The forms of UV rays and their effects on our skin
UV rays (ultraviolet rays) are divided into UVA, UVB and UVC.
- The UVA (95%) penetrate into the deep layers of the skin, even through the windows. They cause an immediate superficial tan, make the skin grow old and can also cause a sudden solar allergy, not to mention the fact that they damage the genome of skin cells and can increase the risk of skin cancer.
- The UVB rays (5%) penetrate the surface of the skin, but not through the windows. Also in this case the risk of skin cancer and cell damage are greater. Even if the tan is less evident, it is possible to burn yourself.
- UVC rays are absorbed by the atmosphere and do not reach the earth’s surface.

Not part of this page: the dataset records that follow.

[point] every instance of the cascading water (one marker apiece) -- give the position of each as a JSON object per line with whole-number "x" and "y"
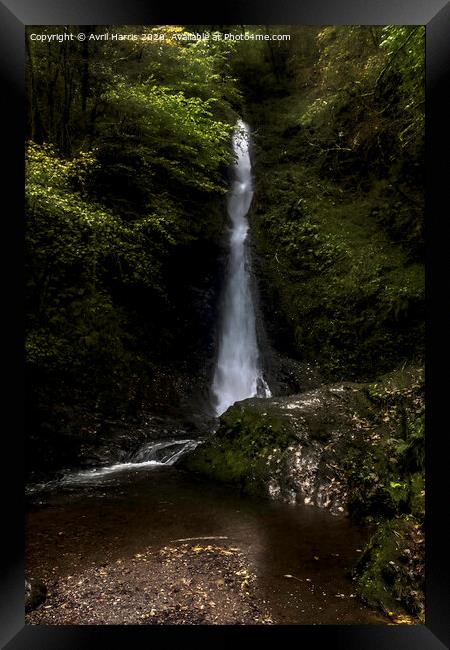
{"x": 238, "y": 374}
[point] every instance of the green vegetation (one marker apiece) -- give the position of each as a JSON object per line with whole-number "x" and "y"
{"x": 338, "y": 212}
{"x": 128, "y": 147}
{"x": 127, "y": 155}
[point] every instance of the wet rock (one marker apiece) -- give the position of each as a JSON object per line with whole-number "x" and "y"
{"x": 35, "y": 594}
{"x": 292, "y": 448}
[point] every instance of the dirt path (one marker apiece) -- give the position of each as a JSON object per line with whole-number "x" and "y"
{"x": 184, "y": 583}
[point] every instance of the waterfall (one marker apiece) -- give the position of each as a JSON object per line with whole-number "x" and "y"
{"x": 238, "y": 374}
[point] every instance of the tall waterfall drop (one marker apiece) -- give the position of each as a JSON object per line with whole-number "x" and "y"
{"x": 238, "y": 374}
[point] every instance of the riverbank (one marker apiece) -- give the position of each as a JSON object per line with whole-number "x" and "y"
{"x": 131, "y": 532}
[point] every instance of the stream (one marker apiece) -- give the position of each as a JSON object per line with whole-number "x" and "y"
{"x": 301, "y": 555}
{"x": 91, "y": 518}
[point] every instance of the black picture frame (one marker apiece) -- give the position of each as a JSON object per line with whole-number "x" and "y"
{"x": 14, "y": 16}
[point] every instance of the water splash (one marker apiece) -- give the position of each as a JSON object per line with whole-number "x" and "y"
{"x": 238, "y": 374}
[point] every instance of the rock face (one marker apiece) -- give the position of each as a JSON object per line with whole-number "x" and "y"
{"x": 35, "y": 594}
{"x": 296, "y": 448}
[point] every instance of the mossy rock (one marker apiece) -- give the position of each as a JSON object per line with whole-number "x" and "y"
{"x": 286, "y": 446}
{"x": 390, "y": 573}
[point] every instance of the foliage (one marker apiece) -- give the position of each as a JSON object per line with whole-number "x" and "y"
{"x": 129, "y": 143}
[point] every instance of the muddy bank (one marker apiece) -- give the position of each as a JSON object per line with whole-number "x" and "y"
{"x": 186, "y": 584}
{"x": 301, "y": 557}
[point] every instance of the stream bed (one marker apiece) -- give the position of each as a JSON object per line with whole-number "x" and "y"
{"x": 301, "y": 555}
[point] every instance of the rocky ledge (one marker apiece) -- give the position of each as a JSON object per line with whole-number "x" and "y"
{"x": 296, "y": 448}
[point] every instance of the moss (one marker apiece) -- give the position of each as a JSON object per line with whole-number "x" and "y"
{"x": 390, "y": 573}
{"x": 351, "y": 296}
{"x": 238, "y": 452}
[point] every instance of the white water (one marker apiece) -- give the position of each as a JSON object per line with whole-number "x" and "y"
{"x": 238, "y": 374}
{"x": 150, "y": 455}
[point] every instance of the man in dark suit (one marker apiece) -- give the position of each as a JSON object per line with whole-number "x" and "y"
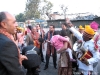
{"x": 10, "y": 58}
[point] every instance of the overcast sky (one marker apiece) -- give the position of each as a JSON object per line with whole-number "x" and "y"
{"x": 74, "y": 6}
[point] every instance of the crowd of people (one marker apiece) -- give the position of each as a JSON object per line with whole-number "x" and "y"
{"x": 21, "y": 51}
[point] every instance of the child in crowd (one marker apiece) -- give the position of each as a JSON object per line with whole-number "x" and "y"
{"x": 58, "y": 40}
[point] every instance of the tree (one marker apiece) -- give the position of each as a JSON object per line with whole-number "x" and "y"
{"x": 64, "y": 9}
{"x": 35, "y": 10}
{"x": 32, "y": 9}
{"x": 20, "y": 17}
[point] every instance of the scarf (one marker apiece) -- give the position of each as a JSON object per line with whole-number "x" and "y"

The intensity of the UV rays is not always the same everywhere
In the countries of the south and in the mountains the intensity of the UV rays is greater than that of the Swiss plateau. In the mountains, UV rays are more intense with increasing altitude. In the presence of snow or water, up to 90% of the rays are reflected, almost doubling the effect.
November to February
UV rays in the plateau are weak and normally there is no need for sun protection. Instead, those who spend time in the mountains must absolutely protect themselves from the sun’s rays.
March and April
After the winter days, short and cold, in spring we can not wait to enjoy some sun, but moderate temperatures make us underestimate the intensity of the sun’s rays. In fact, in spring, it is absolutely necessary to protect the skin, even if the temperatures are still low.
From May to August
In these months the UV rays are particularly intense and the skin needs a good protection: you must therefore have appropriate clothing and stay in the shade. Especially in the hours around noon (11 – 15) you have to reduce your stay in the sun.
September and October
Even in autumn, as in spring, moderate temperatures make us underestimate the intensity of UV rays. On sunny days, during the hours around noon, it is best to stay in the shade.
Effects of the sun
- Tanning of the skin through UVA, delayed tanning through UVB.
- A burn is an acute dermatitis due to excessive UVB rays. The first signs of redness indicate that the maximum permissible dose of UV has already been exceeded. If the sunburn hurts or if blisters appear, contact your doctor and avoid exposure to the sun until complete recovery.
- Allergy to the sun is the most common skin irritation. It often affects young women and comes in the form of small itchy bladders on the neck, in the upper part of the breastbone, on the back and on the forearms. The symptoms occur a few hours after a long exposure to the sun and disappear after a few days.
- Eye injury: inflammation of the cornea (photokeratitis) and conjunctiva (photonjunctivitis). In the long term, the lens of the eye can become opaque (cataract).
- Up to 90% of all visible signs of aging of the skin can be traced back to the harmful effect of the sun’s rays.
- DNA chain breaks. There is a repair mechanism, but it can not eliminate all damage. If the repair capacity of the skin is exhausted, a skin tumor may form, caused by intense and frequent exposure to UV rays. According to a study by the International Agency for Research on Cancer in Lyon, countries like Croatia, Belarus and Switzerland are the most affected.